Key Technical Decisions and Why They Were Made

Class weights over resampling. I used computed class weights to penalise misclassification of rare damage types more heavily rather than oversampling minority classes. Oversampling can introduce subtle duplication artifacts in image data, and class weighting achieves a similar effect without modifying the data distribution.

Simple baseline first. Starting with a minimal architecture and only adding regularisation after observing baseline behaviour gave me a clear picture of what each modification contributed. This is a habit I consider essential for trustworthy model development.

Early stopping with weight restoration. Rather than training for a fixed number of epochs and hoping for the best, I let the model train until validation loss stopped improving, then restored the weights from the best epoch. This is a small decision that makes a large practical difference.

224x224 input resolution. Large enough to preserve the visual details that distinguish damage types, small enough to keep training times reasonable. This is one of those decisions that seems obvious in retrospect but required thinking about the specific characteristics of vehicle damage images.

Challenges, Tradeoffs, and Constraints

The most significant challenge was the class imbalance. Some damage types had substantially more training examples than others, which meant the model could achieve reasonable overall accuracy by performing well on majority classes while failing on minority ones. Class weights helped, but the per-class performance gap never disappeared entirely.

Compute constraints limited the depth of hyperparameter search. With more resources, I would have explored deeper architectures, transfer learning from ImageNet-pretrained models, and a wider range of augmentation strategies. The grid I used was sufficient to demonstrate the principle but not exhaustive.

The absence of test labels meant I could not compute a final test accuracy. I had to rely on validation performance as my best estimate of generalisation. This is common in real-world settings, but it means the reported numbers carry some uncertainty.

What I Learned

The most lasting lesson was about the relationship between model complexity and useful generalisation. Adding more layers or parameters does not automatically improve a model. What matters is whether the added capacity lets the model learn features that transfer to unseen data.

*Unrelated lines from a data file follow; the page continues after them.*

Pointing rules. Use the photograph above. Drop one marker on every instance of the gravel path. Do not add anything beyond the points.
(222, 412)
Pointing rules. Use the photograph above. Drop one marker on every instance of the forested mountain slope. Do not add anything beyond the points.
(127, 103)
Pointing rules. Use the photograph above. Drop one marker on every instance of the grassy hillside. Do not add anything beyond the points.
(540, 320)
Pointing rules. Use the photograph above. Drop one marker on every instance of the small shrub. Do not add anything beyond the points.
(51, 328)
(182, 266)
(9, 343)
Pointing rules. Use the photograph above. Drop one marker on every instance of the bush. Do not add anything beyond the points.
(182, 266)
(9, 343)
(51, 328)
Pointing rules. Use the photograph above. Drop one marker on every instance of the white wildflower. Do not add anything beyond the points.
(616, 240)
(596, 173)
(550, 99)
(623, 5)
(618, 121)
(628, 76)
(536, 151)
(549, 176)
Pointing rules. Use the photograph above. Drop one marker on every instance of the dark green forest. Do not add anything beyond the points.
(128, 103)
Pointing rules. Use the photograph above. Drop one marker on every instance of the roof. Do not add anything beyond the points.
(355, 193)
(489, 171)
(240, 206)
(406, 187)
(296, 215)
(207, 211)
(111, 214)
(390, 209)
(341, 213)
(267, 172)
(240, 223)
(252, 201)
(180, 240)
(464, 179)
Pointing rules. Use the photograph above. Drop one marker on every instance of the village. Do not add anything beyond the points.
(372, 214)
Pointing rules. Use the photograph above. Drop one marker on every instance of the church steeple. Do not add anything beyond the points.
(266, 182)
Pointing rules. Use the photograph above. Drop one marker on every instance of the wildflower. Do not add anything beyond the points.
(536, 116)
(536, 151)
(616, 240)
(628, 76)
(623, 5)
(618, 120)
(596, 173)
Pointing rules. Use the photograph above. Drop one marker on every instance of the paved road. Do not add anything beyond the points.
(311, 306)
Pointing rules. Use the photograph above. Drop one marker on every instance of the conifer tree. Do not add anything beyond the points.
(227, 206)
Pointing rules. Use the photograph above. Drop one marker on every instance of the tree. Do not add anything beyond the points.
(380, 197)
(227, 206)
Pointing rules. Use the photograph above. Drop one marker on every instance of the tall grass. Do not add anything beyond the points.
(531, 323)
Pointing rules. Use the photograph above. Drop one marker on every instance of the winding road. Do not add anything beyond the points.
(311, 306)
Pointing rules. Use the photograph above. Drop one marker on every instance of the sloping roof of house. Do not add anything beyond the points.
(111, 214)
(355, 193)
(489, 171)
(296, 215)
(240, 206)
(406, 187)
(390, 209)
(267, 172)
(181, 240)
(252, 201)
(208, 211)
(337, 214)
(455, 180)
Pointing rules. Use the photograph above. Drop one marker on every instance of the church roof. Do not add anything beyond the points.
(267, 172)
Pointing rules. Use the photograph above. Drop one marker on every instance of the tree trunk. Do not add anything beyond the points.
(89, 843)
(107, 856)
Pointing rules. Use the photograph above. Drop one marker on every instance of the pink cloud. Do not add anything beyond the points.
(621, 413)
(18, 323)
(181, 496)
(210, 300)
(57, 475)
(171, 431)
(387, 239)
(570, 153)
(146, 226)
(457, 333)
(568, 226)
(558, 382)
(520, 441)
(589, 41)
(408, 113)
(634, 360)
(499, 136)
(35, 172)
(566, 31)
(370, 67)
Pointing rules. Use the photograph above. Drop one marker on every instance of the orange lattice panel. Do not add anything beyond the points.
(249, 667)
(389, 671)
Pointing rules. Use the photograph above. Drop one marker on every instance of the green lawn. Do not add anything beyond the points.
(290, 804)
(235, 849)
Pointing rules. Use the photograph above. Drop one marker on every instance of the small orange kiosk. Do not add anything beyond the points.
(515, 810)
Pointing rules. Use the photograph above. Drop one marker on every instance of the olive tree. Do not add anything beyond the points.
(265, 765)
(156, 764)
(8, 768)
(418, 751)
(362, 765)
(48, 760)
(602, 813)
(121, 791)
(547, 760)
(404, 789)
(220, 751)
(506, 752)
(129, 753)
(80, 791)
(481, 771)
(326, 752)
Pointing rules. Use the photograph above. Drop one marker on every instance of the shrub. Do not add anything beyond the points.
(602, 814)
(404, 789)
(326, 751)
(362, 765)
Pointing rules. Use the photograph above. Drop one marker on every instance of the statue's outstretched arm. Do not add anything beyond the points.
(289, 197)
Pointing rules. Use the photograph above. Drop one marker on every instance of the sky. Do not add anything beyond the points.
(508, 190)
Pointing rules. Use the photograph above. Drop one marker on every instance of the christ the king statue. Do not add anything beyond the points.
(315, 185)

Regularisation is not just a technique to apply mechanically; it is a way of encoding the belief that the model should not fit the training data too closely.

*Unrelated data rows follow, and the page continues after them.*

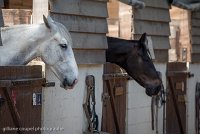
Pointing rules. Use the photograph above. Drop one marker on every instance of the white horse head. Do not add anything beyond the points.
(51, 41)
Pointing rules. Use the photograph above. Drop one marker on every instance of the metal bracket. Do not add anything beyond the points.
(49, 84)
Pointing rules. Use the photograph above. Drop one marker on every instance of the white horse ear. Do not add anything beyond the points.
(46, 22)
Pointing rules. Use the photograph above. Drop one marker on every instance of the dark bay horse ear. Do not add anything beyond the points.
(46, 22)
(123, 50)
(143, 38)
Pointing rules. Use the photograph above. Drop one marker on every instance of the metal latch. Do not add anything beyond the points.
(105, 98)
(37, 99)
(49, 84)
(2, 101)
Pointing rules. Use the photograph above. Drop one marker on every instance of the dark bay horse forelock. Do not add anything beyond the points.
(134, 57)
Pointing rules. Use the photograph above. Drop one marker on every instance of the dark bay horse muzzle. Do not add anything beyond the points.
(68, 85)
(153, 91)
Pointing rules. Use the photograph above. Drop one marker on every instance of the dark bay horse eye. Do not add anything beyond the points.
(64, 46)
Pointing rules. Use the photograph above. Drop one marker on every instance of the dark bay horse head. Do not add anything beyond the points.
(134, 57)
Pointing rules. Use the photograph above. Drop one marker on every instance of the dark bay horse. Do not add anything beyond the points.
(134, 57)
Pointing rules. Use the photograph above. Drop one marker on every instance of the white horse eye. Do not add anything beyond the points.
(63, 46)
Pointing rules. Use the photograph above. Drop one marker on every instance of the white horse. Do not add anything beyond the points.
(51, 41)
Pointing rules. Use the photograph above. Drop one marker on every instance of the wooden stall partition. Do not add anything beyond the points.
(20, 99)
(176, 98)
(114, 100)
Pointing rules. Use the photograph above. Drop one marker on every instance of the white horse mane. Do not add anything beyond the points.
(51, 41)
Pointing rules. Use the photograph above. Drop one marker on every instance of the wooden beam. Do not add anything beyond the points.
(175, 105)
(40, 8)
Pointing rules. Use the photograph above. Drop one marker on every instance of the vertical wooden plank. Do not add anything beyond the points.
(40, 8)
(125, 18)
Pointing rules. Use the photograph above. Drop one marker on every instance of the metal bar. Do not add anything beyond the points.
(175, 105)
(180, 73)
(112, 101)
(13, 110)
(22, 82)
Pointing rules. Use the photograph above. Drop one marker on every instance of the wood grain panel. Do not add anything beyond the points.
(90, 56)
(80, 7)
(152, 28)
(89, 41)
(82, 23)
(152, 14)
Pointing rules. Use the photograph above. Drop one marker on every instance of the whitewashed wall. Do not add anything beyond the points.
(139, 108)
(63, 108)
(190, 105)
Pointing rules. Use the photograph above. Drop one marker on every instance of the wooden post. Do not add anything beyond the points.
(13, 110)
(40, 8)
(112, 102)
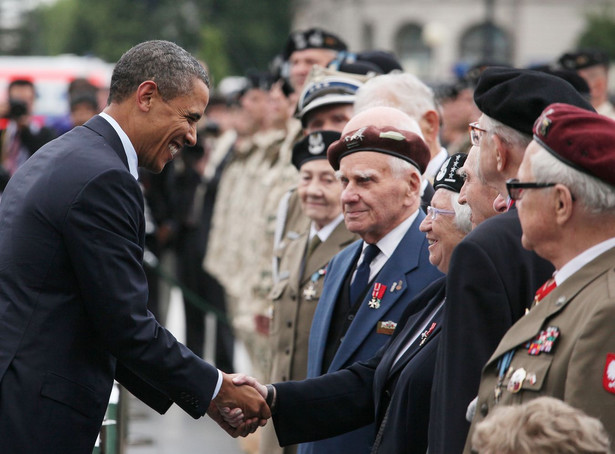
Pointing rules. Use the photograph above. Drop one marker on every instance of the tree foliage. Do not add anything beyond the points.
(231, 36)
(599, 32)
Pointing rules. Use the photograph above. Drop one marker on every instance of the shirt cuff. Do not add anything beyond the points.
(218, 385)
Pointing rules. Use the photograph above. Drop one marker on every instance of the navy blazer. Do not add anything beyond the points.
(491, 281)
(409, 265)
(339, 402)
(73, 299)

I also gained a sharper appreciation for systematic experimentation. Running each modification as a distinct experiment with a clear baseline comparison made it possible to attribute improvements (or regressions) to specific decisions. This is the same logic that underlies scientific experimentation, and it transfers directly to research.

Outcome

The final regularised and tuned CNN showed improved generalisation over the baseline, with a reduced gap between training and validation metrics. Per-class performance was strongest on visually distinctive damage types and weaker where categories overlapped visually. The complete pipeline, from data loading through to test-set prediction export, was implemented in a single reproducible notebook.

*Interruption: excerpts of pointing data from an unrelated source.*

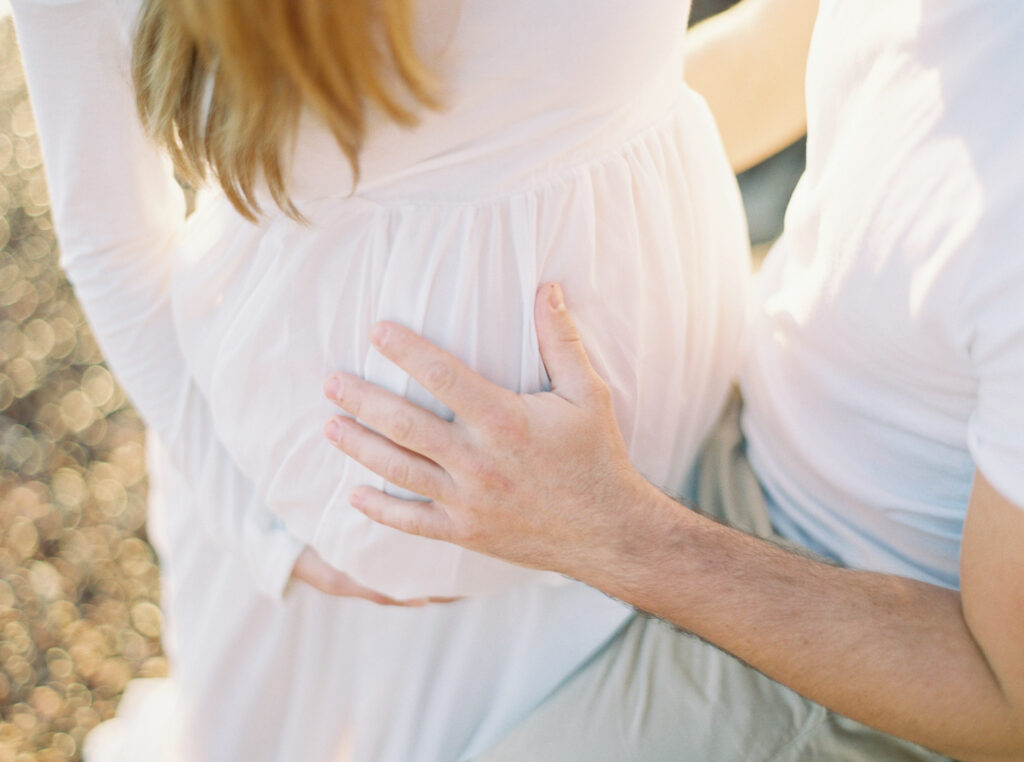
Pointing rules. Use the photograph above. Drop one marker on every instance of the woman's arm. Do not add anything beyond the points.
(117, 209)
(749, 64)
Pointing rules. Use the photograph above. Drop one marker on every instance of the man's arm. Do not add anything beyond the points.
(750, 65)
(544, 480)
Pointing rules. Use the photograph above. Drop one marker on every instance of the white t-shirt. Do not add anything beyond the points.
(888, 343)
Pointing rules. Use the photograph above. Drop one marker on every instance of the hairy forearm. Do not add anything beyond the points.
(891, 652)
(749, 64)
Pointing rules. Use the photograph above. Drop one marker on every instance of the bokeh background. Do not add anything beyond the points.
(79, 584)
(79, 587)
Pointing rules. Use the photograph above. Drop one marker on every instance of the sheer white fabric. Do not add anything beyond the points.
(567, 150)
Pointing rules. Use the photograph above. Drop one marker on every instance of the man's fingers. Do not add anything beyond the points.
(396, 418)
(561, 349)
(413, 517)
(453, 383)
(397, 465)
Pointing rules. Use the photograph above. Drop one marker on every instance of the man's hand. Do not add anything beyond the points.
(521, 477)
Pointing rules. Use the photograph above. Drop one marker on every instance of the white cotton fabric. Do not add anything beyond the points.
(888, 348)
(567, 150)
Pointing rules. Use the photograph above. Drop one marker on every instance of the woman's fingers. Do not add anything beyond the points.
(411, 516)
(561, 349)
(467, 393)
(313, 570)
(399, 466)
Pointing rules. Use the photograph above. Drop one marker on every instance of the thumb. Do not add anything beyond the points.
(561, 349)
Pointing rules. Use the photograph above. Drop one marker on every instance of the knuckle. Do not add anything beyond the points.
(439, 377)
(396, 471)
(401, 427)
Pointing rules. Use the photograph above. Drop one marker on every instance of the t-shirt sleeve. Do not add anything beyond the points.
(994, 313)
(118, 210)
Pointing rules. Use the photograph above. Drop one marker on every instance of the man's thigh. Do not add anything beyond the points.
(655, 694)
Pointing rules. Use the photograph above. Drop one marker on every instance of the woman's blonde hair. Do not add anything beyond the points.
(220, 83)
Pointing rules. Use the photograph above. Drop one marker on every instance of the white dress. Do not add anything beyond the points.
(568, 150)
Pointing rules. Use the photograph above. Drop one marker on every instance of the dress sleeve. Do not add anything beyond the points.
(117, 210)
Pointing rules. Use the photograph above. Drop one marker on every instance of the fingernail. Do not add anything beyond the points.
(331, 387)
(556, 299)
(333, 430)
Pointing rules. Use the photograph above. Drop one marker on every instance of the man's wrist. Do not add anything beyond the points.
(627, 560)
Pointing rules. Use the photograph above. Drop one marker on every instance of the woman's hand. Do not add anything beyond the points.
(312, 569)
(539, 479)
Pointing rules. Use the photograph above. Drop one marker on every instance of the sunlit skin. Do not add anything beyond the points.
(544, 480)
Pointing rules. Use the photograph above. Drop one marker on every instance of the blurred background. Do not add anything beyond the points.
(79, 588)
(79, 585)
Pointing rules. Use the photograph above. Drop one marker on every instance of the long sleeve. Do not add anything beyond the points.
(117, 210)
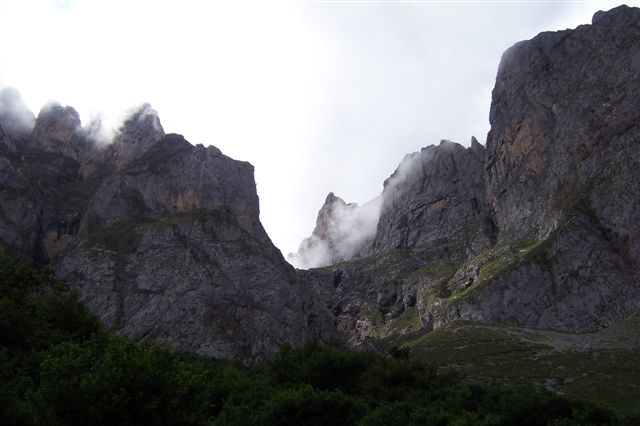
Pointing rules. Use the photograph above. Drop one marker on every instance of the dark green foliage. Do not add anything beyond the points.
(58, 368)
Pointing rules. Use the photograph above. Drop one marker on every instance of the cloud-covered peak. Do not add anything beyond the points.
(15, 117)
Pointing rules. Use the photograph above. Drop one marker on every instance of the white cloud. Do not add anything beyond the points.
(319, 97)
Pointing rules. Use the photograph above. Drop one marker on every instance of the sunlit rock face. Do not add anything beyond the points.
(161, 239)
(538, 229)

Why This Work Matters for AI and Research Readiness

This project required the kind of iterative, evidence-based thinking that defines applied machine learning research. I did not just build a model; I systematically investigated how architectural and training choices affected the model's ability to generalise. The work demonstrates comfort with deep learning fundamentals, experimental methodology, and the discipline of evaluating models honestly rather than chasing headline accuracy numbers.

What I Would Investigate Next

Transfer learning is the obvious next step. Fine-tuning a ResNet or EfficientNet pretrained on ImageNet would likely outperform my custom architecture significantly, and the comparison would be informative. I would also explore Grad-CAM or similar interpretability methods to understand which image regions the model attends to when making classifications. For insurance applications, being able to explain why a model assigned a particular damage category matters as much as the classification itself.